O Conselho Nacional de Justiça (CNJ) reafirmou, de forma unânime, a necessidade de os tribunais de todo o país instituírem comissões de heteroidentificação como parte dos concursos para juízes. Cada um, no entanto, pode definir o melhor momento para a etapa.
Os conselheiros responderam a uma consulta do Tribunal de Justiça do Distrito Federal e dos Territórios sobre o modo correto de aplicar as novas exigências do CNJ em concursos que já estavam em andamento. As resoluções que definiram o Exame Nacional da Magistratura (Enam) e a criação das bancas aos cotistas foram aprovadas no final do ano passado.
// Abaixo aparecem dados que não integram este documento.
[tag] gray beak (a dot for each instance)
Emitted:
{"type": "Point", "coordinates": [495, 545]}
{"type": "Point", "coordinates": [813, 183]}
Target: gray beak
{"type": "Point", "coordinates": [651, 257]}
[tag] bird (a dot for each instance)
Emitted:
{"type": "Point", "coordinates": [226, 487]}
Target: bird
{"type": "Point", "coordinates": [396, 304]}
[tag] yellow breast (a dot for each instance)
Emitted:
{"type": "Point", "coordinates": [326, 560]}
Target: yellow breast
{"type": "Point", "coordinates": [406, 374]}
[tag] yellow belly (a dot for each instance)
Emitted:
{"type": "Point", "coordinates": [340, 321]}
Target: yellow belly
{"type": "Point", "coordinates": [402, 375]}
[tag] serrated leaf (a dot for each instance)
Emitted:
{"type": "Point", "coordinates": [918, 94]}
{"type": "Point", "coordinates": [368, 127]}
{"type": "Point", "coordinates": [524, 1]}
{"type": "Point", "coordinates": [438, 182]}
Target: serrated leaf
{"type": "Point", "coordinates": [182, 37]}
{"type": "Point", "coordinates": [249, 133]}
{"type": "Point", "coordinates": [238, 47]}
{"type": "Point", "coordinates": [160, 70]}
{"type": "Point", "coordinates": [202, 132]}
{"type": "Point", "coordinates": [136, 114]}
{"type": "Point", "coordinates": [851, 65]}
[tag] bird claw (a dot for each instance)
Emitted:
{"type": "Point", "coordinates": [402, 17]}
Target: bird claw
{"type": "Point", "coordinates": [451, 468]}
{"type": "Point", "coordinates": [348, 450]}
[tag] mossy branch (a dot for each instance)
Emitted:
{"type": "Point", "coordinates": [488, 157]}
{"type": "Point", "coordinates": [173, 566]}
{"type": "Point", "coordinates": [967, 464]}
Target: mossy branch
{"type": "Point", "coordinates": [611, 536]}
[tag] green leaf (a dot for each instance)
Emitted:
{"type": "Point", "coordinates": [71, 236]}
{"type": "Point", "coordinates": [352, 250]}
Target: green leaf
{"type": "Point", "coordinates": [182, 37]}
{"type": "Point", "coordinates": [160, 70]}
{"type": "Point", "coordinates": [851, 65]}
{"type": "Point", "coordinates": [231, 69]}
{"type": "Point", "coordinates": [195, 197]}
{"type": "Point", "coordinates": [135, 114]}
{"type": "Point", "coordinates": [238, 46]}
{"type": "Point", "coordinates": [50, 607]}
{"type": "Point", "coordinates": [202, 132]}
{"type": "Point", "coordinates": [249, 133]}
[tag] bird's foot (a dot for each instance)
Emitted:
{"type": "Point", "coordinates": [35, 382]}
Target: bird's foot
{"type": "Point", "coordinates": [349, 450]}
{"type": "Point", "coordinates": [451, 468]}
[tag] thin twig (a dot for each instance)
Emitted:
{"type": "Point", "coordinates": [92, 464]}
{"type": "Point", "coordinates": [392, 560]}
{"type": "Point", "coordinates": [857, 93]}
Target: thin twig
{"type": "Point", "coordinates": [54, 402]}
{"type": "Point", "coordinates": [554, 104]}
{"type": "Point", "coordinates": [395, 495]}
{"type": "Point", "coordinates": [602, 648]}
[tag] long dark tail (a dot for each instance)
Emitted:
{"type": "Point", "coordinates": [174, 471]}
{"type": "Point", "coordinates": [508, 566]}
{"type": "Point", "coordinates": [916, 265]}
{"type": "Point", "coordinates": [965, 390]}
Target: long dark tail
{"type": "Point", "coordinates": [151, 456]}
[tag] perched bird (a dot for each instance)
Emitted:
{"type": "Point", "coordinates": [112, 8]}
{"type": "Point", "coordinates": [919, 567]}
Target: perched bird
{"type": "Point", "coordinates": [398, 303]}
Esses comitês fazem entrevistas com os candidatos autodeclarados e que avaliam características fenotípicas, ou seja, a aparência, e/ou documentos e declarações de pertencimento, como no caso de candidatos indígenas ou quilombolas. A decisão se dá em meio à polêmica em que a Universidade de São Paulo (USP) foi envolvida ao cancelar matrícula de medicina, em fevereiro, depois de a comissão de heteroidentificação da instituição recusar a autodeclaração racial de estudante como pardo.
Outro estudante aprovado em direito entrou com ação judicial contra a USP ao perder a vaga por não ser considerado pardo.